In the Atlantic Charles Davi tries to argue that critics of credit default swaps simply don’t understand the market. However, his arguments don’t show that he has a clear understanding of the market himself.
With the CDS market, we have a market-based measure of the credit quality of a wide variety of debt instruments outstanding for a given issuer. This makes the credit quality of an issuer more transparent, not less.
This is incorrect, because every CDS price necessarily includes not just a premium for protection against default by the underlying, but also some premium for the counterparty risk inherent in buying protection on derivative markets. (The existence of negative basis trades where the CDS price is below the rate paid by the bond probably reflects the fact that the CDS market — for the limited group of people who are allowed to trade these high denomination products — is indeed more liquid than the bond market. Note that as far as I am aware, there is neither empirical evidence, nor a theoretic argument that supports the view that more liquid markets produce better prices.) As noted in earlier posts, the only circumstance in which an over the counter derivative does not involve counterparty risk is in the theoretic example where the derivative is written by a monetary authority.

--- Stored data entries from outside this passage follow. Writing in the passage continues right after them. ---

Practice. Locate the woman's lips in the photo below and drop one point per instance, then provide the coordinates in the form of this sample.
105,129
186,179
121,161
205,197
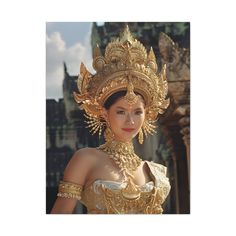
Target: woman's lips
128,129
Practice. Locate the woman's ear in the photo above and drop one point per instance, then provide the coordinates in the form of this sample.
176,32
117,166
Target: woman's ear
105,114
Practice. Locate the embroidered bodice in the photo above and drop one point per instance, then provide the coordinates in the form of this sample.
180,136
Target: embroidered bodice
108,197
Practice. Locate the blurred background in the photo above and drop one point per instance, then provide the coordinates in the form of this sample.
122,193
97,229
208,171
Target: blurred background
70,43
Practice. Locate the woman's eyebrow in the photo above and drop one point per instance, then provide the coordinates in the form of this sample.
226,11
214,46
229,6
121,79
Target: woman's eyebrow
138,108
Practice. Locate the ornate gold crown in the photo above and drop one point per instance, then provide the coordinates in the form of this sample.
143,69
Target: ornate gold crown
125,66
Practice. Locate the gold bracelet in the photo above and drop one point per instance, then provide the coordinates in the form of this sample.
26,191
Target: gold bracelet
69,190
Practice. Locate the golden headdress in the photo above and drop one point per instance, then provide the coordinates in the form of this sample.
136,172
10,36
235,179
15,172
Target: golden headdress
125,66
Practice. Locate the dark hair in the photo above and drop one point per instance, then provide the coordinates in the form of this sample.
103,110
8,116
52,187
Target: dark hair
115,96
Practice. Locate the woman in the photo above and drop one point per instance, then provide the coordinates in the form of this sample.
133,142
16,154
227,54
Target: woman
124,97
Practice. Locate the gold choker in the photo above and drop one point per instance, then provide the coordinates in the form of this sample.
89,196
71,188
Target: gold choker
123,155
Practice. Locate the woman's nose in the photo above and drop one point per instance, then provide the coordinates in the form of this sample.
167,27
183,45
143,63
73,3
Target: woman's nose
130,119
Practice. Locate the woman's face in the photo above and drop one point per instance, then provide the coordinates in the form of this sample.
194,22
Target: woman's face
125,120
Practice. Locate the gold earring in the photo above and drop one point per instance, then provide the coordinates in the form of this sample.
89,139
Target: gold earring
94,124
140,136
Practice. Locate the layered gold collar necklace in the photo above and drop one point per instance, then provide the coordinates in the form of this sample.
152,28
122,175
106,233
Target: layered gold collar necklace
123,155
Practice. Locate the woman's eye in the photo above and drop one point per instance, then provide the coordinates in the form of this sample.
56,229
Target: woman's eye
120,112
138,112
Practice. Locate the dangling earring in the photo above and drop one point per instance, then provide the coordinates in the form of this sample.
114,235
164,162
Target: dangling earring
140,136
108,134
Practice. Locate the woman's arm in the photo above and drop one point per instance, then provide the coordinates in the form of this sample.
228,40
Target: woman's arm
75,174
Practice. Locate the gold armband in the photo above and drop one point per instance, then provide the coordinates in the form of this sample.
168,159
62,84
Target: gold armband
69,190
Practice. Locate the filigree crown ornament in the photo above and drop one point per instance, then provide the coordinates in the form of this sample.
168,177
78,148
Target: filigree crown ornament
126,66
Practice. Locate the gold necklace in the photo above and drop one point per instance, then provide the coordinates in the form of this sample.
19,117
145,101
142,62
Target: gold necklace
123,155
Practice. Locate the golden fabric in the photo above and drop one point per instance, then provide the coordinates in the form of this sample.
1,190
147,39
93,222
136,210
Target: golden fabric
69,190
107,197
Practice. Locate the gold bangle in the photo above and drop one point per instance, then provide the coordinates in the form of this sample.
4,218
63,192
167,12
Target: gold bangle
69,190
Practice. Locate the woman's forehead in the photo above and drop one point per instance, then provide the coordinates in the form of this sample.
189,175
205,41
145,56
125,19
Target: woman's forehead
122,102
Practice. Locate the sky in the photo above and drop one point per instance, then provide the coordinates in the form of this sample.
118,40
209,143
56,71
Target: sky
67,42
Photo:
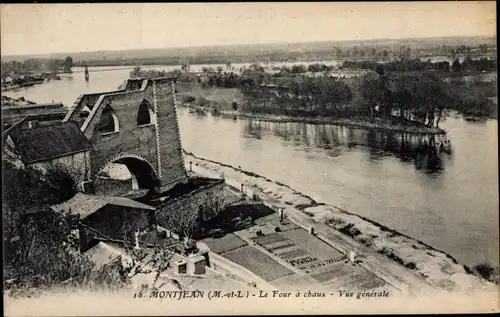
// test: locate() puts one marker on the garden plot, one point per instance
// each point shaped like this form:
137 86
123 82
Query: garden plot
277 246
333 273
258 262
294 282
227 243
313 245
270 239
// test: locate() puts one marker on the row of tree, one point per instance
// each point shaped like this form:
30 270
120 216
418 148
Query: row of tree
409 99
36 65
409 65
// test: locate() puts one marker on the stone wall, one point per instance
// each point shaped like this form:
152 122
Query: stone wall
114 223
171 160
77 164
158 143
207 201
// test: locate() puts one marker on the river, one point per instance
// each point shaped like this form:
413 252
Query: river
450 201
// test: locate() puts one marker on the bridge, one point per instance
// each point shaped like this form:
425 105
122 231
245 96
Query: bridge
135 126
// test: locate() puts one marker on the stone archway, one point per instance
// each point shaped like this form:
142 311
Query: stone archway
143 173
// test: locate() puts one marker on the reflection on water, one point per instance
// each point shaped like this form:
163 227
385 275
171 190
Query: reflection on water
447 201
421 151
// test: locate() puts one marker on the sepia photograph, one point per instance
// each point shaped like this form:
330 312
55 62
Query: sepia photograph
249 158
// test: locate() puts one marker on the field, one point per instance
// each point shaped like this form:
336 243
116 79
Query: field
315 246
318 260
258 262
227 243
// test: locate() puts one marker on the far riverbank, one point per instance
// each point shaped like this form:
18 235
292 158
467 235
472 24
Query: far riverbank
382 126
404 258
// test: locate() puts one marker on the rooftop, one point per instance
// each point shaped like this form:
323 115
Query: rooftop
49 142
85 205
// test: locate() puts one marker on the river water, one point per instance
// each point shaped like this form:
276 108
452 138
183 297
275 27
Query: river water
447 201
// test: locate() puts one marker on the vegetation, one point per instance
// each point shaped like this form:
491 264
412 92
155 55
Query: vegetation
41 249
488 272
36 65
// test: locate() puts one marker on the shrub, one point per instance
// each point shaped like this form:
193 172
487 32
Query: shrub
488 272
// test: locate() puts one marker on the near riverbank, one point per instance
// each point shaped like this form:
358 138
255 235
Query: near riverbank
384 251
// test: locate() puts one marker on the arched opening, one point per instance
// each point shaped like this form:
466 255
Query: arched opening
128 175
145 114
108 122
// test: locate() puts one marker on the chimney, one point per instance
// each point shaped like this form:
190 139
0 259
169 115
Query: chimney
137 246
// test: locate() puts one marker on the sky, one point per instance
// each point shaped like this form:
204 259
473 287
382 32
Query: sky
68 28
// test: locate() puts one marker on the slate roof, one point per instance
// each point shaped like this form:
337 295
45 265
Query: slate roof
85 205
49 142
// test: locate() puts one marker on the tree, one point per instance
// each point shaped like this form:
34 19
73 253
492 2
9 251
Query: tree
456 66
68 63
40 250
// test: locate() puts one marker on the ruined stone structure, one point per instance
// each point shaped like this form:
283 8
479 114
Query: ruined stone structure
135 126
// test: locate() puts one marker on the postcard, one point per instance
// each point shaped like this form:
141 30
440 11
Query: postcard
250 158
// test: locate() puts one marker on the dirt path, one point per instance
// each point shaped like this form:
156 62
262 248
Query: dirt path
434 270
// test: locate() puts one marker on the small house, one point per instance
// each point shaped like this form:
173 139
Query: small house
108 218
45 146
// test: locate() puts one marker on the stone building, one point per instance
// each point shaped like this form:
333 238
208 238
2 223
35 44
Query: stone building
108 218
135 126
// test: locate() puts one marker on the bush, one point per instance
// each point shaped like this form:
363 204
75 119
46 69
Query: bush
487 272
40 250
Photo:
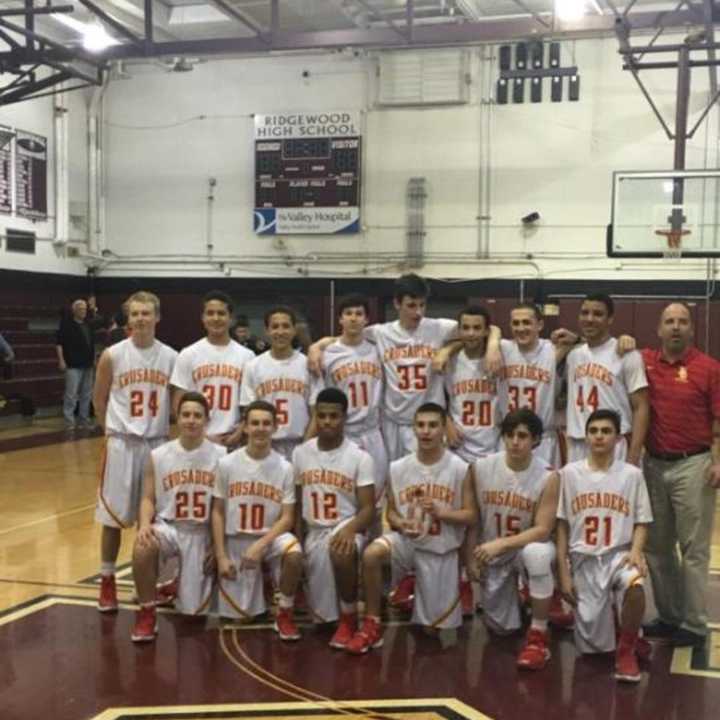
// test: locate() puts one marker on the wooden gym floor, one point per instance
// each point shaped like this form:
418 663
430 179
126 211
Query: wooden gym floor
60 658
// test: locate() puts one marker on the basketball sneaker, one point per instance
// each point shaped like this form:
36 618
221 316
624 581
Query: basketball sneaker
559 616
626 665
345 630
467 600
285 626
108 594
368 636
535 654
145 628
403 595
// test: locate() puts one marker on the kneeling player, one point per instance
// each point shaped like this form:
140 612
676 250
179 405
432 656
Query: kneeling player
253 513
603 514
430 503
518 495
178 485
336 482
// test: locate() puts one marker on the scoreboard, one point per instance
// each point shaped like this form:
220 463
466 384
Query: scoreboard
307 173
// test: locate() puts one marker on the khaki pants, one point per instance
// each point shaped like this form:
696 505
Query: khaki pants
678 547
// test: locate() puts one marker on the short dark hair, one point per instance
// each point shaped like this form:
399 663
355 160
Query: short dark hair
333 396
604 414
477 310
220 296
606 300
353 301
431 407
530 306
280 309
263 405
412 285
523 416
195 397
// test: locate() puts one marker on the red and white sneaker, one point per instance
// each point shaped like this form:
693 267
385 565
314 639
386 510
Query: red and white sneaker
145 628
285 626
403 595
107 602
535 654
626 665
467 599
559 616
346 628
368 636
166 592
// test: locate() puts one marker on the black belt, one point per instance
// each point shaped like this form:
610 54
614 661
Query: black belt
669 457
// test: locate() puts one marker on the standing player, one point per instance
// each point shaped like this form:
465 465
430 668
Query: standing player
529 374
430 504
603 514
598 378
175 517
517 494
252 518
214 367
335 479
280 376
353 365
132 404
406 347
473 415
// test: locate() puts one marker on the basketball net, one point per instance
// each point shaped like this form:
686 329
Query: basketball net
673 249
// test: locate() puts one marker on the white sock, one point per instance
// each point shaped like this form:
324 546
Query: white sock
286 602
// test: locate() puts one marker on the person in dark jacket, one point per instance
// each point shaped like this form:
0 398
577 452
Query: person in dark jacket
75 347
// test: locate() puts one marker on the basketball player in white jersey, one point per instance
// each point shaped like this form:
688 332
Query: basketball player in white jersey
473 414
252 519
517 494
132 404
353 365
529 376
406 347
430 505
603 514
280 376
336 482
214 367
175 517
598 378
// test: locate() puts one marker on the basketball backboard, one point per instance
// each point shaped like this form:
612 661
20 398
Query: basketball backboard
670 214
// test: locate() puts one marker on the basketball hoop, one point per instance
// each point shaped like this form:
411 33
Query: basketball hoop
673 250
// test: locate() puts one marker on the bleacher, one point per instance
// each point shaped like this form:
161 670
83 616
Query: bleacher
33 379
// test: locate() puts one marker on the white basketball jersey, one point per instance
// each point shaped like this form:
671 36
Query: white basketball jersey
215 371
599 378
185 480
602 507
528 380
507 498
139 402
357 371
407 356
473 403
254 491
285 384
411 480
329 480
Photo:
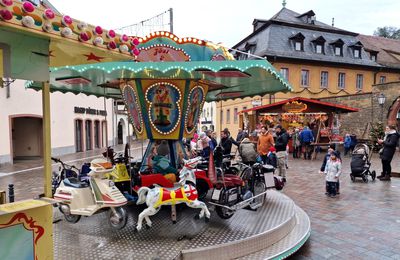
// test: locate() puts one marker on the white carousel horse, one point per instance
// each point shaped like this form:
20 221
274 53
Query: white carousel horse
184 193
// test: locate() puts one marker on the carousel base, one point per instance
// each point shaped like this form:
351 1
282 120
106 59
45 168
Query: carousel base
276 230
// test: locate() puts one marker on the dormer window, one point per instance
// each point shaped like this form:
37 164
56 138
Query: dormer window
298 46
298 41
373 55
338 47
357 53
250 47
356 49
319 45
308 17
338 51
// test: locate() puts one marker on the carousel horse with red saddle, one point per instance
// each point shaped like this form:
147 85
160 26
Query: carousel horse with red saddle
184 192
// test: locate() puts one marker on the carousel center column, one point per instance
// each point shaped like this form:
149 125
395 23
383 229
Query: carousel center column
165 112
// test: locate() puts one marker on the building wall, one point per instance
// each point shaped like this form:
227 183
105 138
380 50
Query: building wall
313 91
28 102
369 109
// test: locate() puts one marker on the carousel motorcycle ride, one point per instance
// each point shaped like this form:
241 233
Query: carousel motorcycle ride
66 171
130 181
76 198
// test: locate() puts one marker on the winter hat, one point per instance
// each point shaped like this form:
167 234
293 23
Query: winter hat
335 153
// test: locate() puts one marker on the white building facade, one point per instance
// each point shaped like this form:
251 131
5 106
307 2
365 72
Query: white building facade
78 123
208 117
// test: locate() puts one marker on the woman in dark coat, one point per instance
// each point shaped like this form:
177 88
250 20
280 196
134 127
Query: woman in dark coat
389 143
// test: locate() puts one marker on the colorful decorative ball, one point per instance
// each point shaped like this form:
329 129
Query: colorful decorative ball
123 48
135 41
48 14
98 30
112 45
5 15
136 52
124 38
82 26
66 32
111 34
66 20
98 41
47 27
84 36
6 3
28 21
28 7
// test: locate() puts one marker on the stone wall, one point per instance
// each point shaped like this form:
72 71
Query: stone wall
369 109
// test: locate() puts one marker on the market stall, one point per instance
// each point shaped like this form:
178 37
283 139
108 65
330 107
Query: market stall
323 118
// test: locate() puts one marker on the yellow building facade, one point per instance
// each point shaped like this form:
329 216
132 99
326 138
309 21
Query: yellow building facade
227 116
317 59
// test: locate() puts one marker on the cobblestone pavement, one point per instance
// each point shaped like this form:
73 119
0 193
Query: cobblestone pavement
363 222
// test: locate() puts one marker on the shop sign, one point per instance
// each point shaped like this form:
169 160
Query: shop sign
256 103
89 111
294 107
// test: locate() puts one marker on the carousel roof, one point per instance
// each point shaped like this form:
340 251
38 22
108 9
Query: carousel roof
225 79
313 106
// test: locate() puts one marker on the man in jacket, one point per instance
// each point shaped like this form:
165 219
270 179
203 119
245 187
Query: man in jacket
227 141
247 151
389 143
306 138
282 139
265 141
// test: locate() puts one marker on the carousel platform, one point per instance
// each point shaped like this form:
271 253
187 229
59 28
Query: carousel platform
275 231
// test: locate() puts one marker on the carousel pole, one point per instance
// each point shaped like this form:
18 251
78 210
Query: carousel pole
46 139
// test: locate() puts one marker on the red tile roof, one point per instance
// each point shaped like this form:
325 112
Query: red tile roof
389 49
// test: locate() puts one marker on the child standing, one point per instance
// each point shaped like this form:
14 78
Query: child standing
332 172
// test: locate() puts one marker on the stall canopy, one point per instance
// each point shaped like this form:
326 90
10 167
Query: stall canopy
225 79
301 105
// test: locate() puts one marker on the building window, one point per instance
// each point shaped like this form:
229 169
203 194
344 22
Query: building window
104 141
324 79
305 78
342 80
88 135
318 49
78 135
235 115
298 46
285 73
97 134
357 53
359 83
338 51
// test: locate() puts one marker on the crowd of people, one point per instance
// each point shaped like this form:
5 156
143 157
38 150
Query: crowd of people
272 148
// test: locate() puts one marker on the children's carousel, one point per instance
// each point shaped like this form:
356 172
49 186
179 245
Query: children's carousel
164 81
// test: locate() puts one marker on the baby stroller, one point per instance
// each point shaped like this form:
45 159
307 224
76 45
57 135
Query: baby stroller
361 162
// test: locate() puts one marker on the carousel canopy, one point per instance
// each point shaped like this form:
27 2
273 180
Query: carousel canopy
226 79
301 105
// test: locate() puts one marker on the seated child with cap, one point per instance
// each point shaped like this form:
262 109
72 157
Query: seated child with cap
271 157
332 171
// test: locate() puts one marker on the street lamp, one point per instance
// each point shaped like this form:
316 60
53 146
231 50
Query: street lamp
381 102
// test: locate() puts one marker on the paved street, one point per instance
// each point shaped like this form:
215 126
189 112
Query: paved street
362 223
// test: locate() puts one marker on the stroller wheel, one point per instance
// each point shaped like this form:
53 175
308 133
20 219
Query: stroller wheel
373 175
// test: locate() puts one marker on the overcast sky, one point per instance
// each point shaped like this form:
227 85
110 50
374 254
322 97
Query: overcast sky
229 21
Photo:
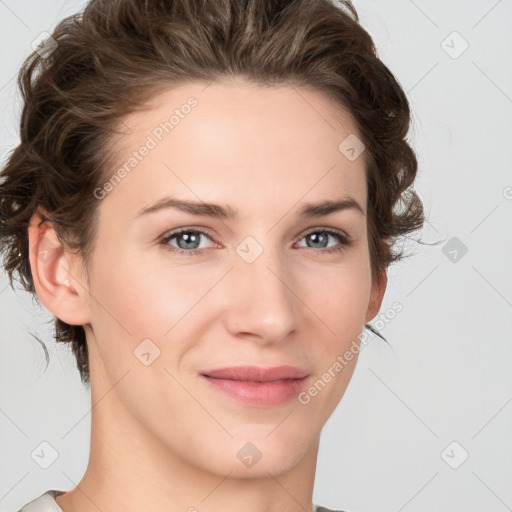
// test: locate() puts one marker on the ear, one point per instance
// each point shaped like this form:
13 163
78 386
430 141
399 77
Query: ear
58 276
377 294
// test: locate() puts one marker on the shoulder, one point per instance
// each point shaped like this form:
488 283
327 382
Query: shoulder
44 503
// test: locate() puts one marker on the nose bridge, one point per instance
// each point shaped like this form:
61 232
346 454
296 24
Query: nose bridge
262 301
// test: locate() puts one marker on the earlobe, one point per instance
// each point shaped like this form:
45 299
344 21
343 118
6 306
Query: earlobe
52 267
377 295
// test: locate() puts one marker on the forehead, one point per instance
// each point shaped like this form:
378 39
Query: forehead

Because CDS prices necessarily confound a premium for protection against default with a premium for counterparty risk, it’s hard to understand the foundation of the argument that CDS prices give a better measure of credit quality than a model based only on the bond yields themselves — which will as rule include no credit risk premia for parties other than the issuer.
However, even if we were to grant the argument that CDS prices give a superior measure of default risk, then that would immediately indicate that price disclosure in the CDS market must be improved. While Davi claims that
the level of publicly available information from the CDS market is on par with that from the corporate bond market
as a small scale trader, I can assure you that this statement is incorrect. I can access intraday corporate bond bids and offers whenever markets are open. Davi links to the only public CDS pricing data that I know of — and this only gives end-of-day prices after the market is closed. If Davi’s argument that CDS prices are “better” than bond prices is correct then the bond market is seriously biased against small traders.
In other words, if CDS price information is as valuable as claimed, then it is inexcusable to restrict access to intraday price and quantity information to insiders like the market making banks and their biggest clients. In short, if the CDS market produces tradable price information, then as Gensler argued it’s time for CDS to trade on exchanges so that intraday prices and quantities can be made public in real time and everybody who trades bonds can benefit from the information created by this market.